2021年12月2日

出雲地域王墓と関連か 妻木晩田遺跡仙谷1号墓

 むきばんだ史跡公園は1日、国史跡妻木晩田遺跡(大山町、米子市淀江町)で最大の四隅突出型墳丘墓である仙谷1号墓(弥生時代後期中葉)で、出雲地域の王墓(同後期後葉)との関連をうかがわせる貼石(はりいし)などの遺構が見つかったと発表した。

 仙谷1号墓は1994年と2014年に調査が行われているが、26年度をめどに一般公開するため、10月から全体像を把握する発掘調査を行っていた。

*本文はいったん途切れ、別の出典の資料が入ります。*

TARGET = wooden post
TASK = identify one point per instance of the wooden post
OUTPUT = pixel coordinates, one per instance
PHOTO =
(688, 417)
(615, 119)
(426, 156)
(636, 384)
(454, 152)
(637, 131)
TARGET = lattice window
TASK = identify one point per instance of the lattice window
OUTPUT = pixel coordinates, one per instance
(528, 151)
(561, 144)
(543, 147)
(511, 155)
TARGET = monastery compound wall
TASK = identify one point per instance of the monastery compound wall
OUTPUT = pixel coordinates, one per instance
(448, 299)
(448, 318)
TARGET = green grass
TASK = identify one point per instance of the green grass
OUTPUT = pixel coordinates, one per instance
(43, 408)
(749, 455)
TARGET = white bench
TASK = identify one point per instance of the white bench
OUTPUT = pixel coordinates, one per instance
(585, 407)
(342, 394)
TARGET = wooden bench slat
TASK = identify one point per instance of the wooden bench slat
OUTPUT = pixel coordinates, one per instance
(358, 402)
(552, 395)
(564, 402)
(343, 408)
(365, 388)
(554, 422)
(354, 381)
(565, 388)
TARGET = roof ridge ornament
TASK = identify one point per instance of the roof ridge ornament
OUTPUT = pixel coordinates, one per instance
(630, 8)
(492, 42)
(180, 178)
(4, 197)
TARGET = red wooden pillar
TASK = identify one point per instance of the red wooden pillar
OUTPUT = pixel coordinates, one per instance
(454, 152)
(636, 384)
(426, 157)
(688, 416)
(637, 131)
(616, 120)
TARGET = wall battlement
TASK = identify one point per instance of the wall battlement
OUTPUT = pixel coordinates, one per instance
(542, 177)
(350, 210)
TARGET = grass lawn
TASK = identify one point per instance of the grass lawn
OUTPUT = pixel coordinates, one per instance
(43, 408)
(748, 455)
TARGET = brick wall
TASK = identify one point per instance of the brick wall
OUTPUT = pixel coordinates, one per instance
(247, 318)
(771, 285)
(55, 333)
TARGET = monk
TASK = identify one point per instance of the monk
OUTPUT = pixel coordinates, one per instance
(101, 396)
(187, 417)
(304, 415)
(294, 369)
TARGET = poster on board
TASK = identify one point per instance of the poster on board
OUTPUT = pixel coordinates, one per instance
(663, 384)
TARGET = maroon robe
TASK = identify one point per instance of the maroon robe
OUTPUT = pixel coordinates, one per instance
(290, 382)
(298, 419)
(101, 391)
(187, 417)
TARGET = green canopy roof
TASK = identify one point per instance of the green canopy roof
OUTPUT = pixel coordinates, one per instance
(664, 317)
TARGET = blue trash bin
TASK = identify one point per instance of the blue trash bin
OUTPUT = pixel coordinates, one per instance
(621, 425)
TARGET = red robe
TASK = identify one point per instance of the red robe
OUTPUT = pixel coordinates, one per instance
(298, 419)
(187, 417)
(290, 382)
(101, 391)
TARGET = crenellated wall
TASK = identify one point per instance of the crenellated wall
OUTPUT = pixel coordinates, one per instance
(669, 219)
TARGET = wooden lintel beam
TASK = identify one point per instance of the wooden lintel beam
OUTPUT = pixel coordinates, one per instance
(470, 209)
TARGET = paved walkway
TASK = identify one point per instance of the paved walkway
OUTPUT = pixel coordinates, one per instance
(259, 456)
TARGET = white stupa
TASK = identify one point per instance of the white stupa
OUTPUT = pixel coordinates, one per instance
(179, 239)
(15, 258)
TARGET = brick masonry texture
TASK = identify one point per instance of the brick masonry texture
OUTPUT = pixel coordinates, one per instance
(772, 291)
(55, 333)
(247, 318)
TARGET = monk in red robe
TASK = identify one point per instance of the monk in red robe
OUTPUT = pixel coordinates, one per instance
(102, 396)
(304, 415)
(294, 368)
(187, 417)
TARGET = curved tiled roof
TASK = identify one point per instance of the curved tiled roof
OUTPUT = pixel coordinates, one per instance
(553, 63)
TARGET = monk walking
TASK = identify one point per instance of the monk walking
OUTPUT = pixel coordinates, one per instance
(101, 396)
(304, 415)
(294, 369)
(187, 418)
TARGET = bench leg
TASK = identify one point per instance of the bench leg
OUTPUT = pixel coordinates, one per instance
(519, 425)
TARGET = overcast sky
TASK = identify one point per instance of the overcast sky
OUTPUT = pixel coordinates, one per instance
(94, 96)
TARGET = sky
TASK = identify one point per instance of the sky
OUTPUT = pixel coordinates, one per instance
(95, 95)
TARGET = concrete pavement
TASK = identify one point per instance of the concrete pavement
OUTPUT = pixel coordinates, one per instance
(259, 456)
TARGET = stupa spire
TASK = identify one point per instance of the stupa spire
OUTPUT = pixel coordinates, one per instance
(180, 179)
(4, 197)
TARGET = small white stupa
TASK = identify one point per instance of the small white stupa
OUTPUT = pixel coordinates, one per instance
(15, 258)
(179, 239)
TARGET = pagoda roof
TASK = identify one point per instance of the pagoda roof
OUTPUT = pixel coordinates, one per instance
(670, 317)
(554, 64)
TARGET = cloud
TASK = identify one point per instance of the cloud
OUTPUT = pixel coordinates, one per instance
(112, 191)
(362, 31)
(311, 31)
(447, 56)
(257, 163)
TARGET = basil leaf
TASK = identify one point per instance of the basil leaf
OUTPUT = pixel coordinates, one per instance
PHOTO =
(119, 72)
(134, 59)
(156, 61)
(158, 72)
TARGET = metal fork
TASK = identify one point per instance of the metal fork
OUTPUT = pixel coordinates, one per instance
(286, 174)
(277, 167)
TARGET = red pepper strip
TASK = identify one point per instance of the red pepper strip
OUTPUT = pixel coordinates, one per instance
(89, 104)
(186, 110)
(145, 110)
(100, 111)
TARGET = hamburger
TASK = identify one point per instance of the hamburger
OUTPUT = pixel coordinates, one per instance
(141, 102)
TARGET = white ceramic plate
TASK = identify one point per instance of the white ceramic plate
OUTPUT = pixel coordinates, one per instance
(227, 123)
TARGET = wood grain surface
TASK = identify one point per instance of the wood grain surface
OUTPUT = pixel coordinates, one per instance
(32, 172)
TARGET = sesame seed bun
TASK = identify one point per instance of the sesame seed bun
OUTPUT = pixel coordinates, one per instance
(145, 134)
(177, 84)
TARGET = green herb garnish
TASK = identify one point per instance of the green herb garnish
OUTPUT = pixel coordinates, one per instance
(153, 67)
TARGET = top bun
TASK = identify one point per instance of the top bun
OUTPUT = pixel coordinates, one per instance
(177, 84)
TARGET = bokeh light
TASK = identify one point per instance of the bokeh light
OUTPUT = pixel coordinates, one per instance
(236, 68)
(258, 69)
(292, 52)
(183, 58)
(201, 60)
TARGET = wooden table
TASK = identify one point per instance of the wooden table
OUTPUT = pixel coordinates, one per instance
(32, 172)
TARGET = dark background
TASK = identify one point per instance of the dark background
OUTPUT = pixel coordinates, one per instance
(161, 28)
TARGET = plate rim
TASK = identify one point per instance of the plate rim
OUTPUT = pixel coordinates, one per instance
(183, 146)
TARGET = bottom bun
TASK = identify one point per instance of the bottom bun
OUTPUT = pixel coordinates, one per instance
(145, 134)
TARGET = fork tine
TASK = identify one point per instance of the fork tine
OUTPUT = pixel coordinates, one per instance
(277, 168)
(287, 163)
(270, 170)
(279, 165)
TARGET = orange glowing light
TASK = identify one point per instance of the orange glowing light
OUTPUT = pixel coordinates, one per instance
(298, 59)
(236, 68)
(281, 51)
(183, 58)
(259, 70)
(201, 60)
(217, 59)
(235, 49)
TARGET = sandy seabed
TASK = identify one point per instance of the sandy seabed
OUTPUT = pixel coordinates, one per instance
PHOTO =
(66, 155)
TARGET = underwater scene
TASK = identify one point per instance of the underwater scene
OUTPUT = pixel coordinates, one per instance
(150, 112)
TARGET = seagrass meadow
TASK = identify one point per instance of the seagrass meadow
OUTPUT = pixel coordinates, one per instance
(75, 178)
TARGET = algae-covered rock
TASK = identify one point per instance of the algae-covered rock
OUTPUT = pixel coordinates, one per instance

 関連性を示す遺構は、今回初めて調査した北西隅の突出部で発見。墳丘の斜面に貼り付いた貼石と裾側に石を立てて並べた立石(りっせき)1列があり、その間に平らな面をそろえて並べた敷石(しきいし)1列がある構造で、西谷墳墓群(出雲市)などにつながる弥生時代後期の四隅突出型墳丘墓の系譜を探る検討材料になるとしている。

 仙谷1号墓の全体の大きさが南北約13メートル、東西約12メートル、高さは最大1・7メートルであることも確認した。